TKIs are important anti-cancer drugs that significantly extend survival in several types of advanced cancers. However, an estimated 10% to 50% of patients taking these drugs experience taste changes, known as dysgeusia.

Though often considered minor, the impact of dysgeusia can be significant:

    • Loss of appetite
    • Weight loss
    • Poor nutrition
    • Social withdrawal and reduced quality of life

“It’s difficult for them to enjoy a meal with their family and friends,” Barlow said. “Nothing tastes good to them so they withdraw and become isolated. Isolation leads to depression.”

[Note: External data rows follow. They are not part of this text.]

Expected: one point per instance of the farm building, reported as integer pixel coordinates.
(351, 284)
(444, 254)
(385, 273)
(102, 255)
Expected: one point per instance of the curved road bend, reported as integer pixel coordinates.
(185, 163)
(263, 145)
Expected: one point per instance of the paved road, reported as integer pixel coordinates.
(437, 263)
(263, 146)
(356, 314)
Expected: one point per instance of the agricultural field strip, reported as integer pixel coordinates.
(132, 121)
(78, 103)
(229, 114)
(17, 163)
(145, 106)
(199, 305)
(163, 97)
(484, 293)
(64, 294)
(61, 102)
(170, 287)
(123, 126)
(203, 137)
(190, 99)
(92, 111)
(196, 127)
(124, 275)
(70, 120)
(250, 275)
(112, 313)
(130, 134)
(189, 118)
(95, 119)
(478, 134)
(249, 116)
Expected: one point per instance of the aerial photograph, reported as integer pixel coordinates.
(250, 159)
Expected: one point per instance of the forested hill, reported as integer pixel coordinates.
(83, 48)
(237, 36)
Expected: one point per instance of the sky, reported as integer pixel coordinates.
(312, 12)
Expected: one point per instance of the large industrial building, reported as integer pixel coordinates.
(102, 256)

Study co-author Elaine Lam, MD, professor of medicine and medical oncology at the CU Anschutz Cancer Center, said the drugs are meant to block blood vessels developing in tumors, effectively starving them. Unfortunately, they also cause unintended consequences.

“People don’t eat and they lose weight. This sometimes leads us to reduce or interrupt the dose of their drugs,” said Lam, a kidney cancer specialist. “This research is important because it identifies the underlying mechanisms that affect taste. Now we have to figure out the best way to treat this.”

Lam said possible solutions include designing cancer drugs that avoid blocking KIT or developing treatments to protect taste function.

What’s next

Future research will focus on confirming these findings in patients and identifying ways to prevent or reduce taste changes.

Bottom line

Targeted cancer drugs called tyrosine kinase inhibitors may not destroy taste buds—but they can change their cellular makeup, shifting the balance away from sweet-sensing cells and potentially changing how food tastes.

The study in Development is titled “Tyrosine kinase inhibitors affect sweet taste and dysregulate fate selection of specific taste bud cell subtypes via KIT inhibition.” The lead author is Christina M. Piarowski, PhD. Additional authors are Jennifer K. Scott, Courtney E. Wilson, PhD, Heber I. Lara, PhD, Ernesto Salcedo, PhD, Andrew S. Han, Peter J. Dempsey, PhD and Jakob von Moltke, PhD. The study is available here.